Pois bem. As pessoas que me falaram bem de Amarelo Manga diziam que o filme seguia a tradição do cinema nacional. “E isso lá é bom?”, eu pensava. Mas finalmente resolvi criar coragem e pegar o filme na locadora. E, como de hábito, eu estava certo: minha desconfiança tinha fundamento. Logo nos primeiros minutos de filme, quando a mocinha diz “Eu quero é que vá todo mundo tomar NO CU”, eu senti como se o tempo tivesse voltado. Era a mesma ênfase exagerada no palavrão, como Lima Duarte dizendo “Quem foi que desenhou C’RALHINHOSH VOADORESH na parede do banhéiro???”, lembram? Pois é a mesma coisa. Amarelo Manga é um caso sério de Síndrome de Tourette, assim como toda essa produção nacional dos anos 70 (principalmente). Então temos belas falas, tais como:
— TÁ PENSANDO QUE A MINHA BUNDA É A BOCETA DA SUA MÃE, FILHO DA PUTA?
Ou:
— FILHO DA PUTA É VOCÊ, VEADO ESCROTO!
Além disso, há cenas de rara beleza, como aquela que mostra um novilho sendo abatido no matadouro. Ok, eu como carne. Mas se eu quisesse ver como os bichinhos morrem, iria comprar minha carne no matadouro, não no açougue. Há a outra cena em que a mulher crente do cara do matadouro o pega com a amante e, qual Mike Tyson, arranca a orelha da pobre a dentadas. A cena tem aqueles cortes esquisitos, mal feitos apenas para parecerem cool. Cortes assim, aliás, estão presentes em vários trechos do filme, e se assemelham a tiques. Olha Gilles de la Tourette aí de novo.
Talvez por não conseguir construir personagens tridimensionais convincentes, o roteirista (talvez seja coisa do diretor, sei lá) resolveu sua falta de talento com um artifício reles: há longos monólogos dos personagens, nos quais eles explicam suas motivações, aspirações, objetivos. Chato a não mais poder.

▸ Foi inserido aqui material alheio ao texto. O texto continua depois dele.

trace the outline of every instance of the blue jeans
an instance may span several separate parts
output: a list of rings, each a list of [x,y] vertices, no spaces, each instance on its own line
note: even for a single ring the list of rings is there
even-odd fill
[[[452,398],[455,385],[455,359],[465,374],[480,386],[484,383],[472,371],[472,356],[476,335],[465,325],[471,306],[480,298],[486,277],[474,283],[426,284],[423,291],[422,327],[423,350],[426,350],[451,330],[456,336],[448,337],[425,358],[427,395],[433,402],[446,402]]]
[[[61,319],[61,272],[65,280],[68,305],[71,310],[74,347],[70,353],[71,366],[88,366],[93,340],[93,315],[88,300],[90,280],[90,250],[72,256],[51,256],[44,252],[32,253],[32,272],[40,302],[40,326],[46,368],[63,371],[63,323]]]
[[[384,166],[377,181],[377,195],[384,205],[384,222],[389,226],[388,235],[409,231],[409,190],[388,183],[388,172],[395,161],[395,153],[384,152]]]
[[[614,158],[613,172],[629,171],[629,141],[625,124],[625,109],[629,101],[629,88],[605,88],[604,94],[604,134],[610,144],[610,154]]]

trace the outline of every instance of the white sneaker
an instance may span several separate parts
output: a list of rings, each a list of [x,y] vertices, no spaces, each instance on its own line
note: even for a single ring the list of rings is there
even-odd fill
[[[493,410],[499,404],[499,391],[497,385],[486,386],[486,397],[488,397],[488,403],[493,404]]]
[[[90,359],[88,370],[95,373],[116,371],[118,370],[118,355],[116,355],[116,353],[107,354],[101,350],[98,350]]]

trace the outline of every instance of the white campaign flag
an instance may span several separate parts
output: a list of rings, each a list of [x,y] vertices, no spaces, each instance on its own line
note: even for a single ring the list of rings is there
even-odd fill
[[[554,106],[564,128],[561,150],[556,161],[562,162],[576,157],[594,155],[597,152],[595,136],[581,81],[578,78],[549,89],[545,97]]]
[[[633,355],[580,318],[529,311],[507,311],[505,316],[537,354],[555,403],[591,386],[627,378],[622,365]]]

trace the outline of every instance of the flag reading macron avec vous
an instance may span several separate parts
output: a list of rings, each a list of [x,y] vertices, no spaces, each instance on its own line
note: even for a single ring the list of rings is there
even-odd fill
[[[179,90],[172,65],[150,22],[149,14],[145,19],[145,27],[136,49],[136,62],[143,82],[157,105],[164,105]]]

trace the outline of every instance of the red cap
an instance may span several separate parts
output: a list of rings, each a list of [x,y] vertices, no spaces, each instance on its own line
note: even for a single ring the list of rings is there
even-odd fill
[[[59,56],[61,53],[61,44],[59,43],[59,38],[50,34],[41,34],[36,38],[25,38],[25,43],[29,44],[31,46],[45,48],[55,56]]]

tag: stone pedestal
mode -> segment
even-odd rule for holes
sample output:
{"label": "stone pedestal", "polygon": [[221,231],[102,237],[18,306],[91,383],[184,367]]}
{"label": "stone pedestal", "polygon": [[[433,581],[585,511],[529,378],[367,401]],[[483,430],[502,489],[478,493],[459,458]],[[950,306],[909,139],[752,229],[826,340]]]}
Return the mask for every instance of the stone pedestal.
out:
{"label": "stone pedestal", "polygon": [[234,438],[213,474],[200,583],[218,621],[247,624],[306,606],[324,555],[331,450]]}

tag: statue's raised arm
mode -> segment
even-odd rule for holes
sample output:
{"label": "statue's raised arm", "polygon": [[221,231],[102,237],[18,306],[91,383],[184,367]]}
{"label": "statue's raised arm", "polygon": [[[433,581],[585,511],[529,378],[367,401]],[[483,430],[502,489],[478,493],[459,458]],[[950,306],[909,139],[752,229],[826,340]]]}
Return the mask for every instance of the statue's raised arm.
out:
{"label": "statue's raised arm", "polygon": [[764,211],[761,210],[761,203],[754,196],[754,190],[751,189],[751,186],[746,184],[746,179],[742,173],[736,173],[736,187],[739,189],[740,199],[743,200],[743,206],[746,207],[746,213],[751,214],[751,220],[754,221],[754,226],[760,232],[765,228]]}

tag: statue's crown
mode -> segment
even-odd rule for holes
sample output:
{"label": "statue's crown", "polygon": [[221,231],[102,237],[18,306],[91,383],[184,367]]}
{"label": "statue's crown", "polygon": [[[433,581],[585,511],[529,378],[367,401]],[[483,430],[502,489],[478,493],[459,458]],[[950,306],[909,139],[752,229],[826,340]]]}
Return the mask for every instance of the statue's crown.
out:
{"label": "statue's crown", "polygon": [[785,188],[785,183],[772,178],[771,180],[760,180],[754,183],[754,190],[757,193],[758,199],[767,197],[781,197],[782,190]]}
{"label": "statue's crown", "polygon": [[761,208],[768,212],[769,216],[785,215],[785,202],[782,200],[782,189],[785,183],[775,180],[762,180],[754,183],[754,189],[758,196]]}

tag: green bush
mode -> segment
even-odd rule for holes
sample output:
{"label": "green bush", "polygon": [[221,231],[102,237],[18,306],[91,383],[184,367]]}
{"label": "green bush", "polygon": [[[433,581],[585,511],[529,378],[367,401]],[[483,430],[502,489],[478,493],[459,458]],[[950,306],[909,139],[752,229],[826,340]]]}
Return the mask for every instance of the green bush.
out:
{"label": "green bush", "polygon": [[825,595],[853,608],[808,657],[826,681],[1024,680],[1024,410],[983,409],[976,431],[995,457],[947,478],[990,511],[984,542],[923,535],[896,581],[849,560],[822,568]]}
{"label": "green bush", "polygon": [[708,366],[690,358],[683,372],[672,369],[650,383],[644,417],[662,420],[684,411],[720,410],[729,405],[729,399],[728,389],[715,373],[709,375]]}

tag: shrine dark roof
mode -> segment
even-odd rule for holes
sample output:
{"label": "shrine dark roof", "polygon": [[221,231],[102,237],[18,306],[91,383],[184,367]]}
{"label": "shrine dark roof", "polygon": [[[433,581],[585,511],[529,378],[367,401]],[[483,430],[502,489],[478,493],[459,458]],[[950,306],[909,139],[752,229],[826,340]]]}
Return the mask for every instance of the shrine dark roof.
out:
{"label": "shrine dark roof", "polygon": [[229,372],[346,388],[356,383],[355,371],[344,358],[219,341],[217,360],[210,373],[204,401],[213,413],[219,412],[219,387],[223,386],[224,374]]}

E há também, é claro, o erotismo sutil: Mateus Nachtergaele pratica o felattio no cabo da faca usada há pouco pelo homem que desperta seus desejos (Nachtergaele é o maior canastrão das artes cênicas nacionais: faz sempre a mesma bichinha, e ganha prêmios por isso. Um ator gay que não consegue deixar a afetação de lado mesmo quando faz personagens não-gays é tão sem talento quanto um heterossexual que não consegue desmunhecar. Voltemos). Tem a menina do bar, que levanta o vestido para mostrar que seus pêlos pubianos são da mesma cor de seus cabelos. Uma vulva fulva que faria a delícia de gerações de poetas concretos, em demorado close up. Há a velha gorda que passa o filme todo fazendo inalações, e no final enfia o inalador entre as pernas.
E há, oh maravilha!, Jonas Bloch levando um cabo de escova no rabo. Sem lubrificação nem preparo. Acho é pouco: todos os que participaram do filme mereciam esse castigo. Menos o Mateus Nachtergaele, é claro, porque eu não estou aqui para agradar a ninguém.